Although Biden’s remarks earlier this month about the “prospect of Armageddon” have been labeled alarming by some and alarmist by others, they emphasize that the stakes in any such conflict between nuclear-armed rivals have not changed since the infamous “13 days” of the crisis.
“We came really close to nuclear catastrophe,” says Fredrik Logevall, a Harvard history professor and author of JFK: Coming of Age in the American Century, 1917-1956.
The crisis began on the morning of Oct. 16, 1962. President John F. Kennedy was shown photos taken by a U-2 spy plane indicating Soviet ballistic sites under construction on the island of Cuba. Once operational, he was informed, they could be used to launch a nuclear strike on the U.S. mainland virtually without warning.
The first of a series of meetings of top advisers and Cabinet officials was quickly convened, including the president’s brother and close confidant, Attorney General Robert F. Kennedy.
The group ultimately settled on a naval quarantine, or blockade, of Cuba to force Soviet Premier Nikita Khrushchev to remove the missiles.

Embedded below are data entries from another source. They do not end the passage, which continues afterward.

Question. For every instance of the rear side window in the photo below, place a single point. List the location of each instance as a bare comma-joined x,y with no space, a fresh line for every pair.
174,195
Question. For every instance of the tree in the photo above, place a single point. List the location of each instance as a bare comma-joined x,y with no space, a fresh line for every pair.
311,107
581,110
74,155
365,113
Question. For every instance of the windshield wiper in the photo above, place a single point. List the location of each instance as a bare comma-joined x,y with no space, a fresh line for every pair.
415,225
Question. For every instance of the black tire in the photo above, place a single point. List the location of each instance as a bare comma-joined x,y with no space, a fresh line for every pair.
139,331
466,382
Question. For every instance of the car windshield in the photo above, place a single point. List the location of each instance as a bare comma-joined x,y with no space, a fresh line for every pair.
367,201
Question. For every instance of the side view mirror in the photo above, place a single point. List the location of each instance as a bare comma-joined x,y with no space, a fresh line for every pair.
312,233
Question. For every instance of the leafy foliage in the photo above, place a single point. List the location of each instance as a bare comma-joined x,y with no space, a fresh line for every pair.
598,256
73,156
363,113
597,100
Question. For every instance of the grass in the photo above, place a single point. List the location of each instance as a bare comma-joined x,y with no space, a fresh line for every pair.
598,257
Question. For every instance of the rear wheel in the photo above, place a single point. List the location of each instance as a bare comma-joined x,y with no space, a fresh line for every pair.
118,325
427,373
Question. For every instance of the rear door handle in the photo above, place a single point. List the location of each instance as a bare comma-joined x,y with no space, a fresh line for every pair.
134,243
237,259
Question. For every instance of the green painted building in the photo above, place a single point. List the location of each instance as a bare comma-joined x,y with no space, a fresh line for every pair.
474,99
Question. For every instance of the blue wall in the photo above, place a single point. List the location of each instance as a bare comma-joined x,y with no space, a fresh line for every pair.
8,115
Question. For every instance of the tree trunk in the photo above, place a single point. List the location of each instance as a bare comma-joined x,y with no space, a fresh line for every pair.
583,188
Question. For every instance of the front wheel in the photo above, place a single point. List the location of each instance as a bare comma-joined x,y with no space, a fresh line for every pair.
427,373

Ultimately, Khrushchev received an assurance that the U.S. would not invade Cuba and, in a deal that remained secret for a quarter century, the U.S. also promised to remove its missiles from Turkey.
In the 60 years since the Cuban missile crisis, new information has come out that sheds light on the events of October 1962. Here are three key things that you may have missed in history class:
A Soviet submarine officer may have prevented World War III
Saturday, Oct. 27, 1962, “was not only the most dangerous moment of the Cold War,” Arthur M. Schlesinger Jr., a senior Kennedy adviser, has written. “It was the most dangerous moment in human history.”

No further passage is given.